Creepy Ad Watch

mexico-city-breastfeeding-hed-2014

Rebecca Cullers frowns:

Activists and health advocates are rightly upset over this poorly executed campaign to get Mexico City mothers to breastfeed. It shows topless celebrities with a carefully placed banner running right over their breasts that says, “No les des la espalda, dale pecho,” which translates to, “Don’t turn your back on them, give them your breast.”

The first problem is how overtly sexualized the women are. The act of breastfeeding is not a sexual act. It vacillates between being painful, annoying, exhausting, inconvenient and heartrendingly sublime. The sexualization of breastfeeding is a large part of the reason so many people shame mothers for breastfeeding in public, and a factor in low breastfeeding rates. (This campaign by two students nicely illustrates this part of the problem.)

Update from a reader:

I think something may be getting lost in translation.

The problem the Mexican advocates have with this campaign is that it seems to blame mothers, suggesting that not breastfeeding is “turning your back” on your child.  Mexico has very low rates for exclusive breastfeeding, but that is because most women breastfeed and supplement with formula (about 94% of babies in Mexico are breastfed, compared to 77% in the US).  Part of that is because many Mexican women see formula as offering something extra to the baby (it is scientifically formulated!), so in that sense having celebrities advocating nursing might make sense. (One of the most effective pro-breastfeeding campaigns in the ’80s featured then telenovela queen Veronica Castro.)
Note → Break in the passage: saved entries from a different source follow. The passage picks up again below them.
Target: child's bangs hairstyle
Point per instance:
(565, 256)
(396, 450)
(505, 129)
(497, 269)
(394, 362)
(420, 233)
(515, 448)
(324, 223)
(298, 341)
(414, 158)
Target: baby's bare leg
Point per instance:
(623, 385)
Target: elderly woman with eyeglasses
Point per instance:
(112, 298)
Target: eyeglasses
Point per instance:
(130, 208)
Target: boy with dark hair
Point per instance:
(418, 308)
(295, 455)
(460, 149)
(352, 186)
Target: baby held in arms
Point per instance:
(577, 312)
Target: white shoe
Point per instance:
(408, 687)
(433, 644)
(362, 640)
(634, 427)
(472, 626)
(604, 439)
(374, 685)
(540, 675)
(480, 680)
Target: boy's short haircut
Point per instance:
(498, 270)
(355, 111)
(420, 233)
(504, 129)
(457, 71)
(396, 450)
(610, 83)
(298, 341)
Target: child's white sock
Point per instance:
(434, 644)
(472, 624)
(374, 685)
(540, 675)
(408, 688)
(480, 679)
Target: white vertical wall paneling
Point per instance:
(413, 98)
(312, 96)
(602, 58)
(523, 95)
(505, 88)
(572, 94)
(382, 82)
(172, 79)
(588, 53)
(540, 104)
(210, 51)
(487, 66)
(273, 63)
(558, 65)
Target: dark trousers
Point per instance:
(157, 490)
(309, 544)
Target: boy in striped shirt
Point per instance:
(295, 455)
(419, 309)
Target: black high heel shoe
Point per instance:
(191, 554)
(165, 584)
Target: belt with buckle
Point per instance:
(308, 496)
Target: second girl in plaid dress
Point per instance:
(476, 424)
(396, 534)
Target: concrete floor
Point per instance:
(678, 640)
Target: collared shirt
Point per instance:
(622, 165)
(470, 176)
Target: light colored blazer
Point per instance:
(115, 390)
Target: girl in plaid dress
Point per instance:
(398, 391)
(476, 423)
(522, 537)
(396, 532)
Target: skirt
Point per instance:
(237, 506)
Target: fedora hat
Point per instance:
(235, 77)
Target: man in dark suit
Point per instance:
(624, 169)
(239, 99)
However, the thing that started the controversy with this campaign was that the creator stated that this campaign is targeting women who do not breastfeed because they want to maintain their figure. That is such an ignorant and ridiculous take on the true barriers for breastfeeding mother in Mexico I don’t even know where to start taking it apart. But the complaints are not about the pictures sexualizing breastfeeding. As a foreigner, it seems to me that seeing these ads as sexualizing breastfeeding says more about American hang-ups with bare breasts than about anything else. I’ve never heard of a woman being asked to breastfeed in a restaurant’s restroom in Mexico, for example.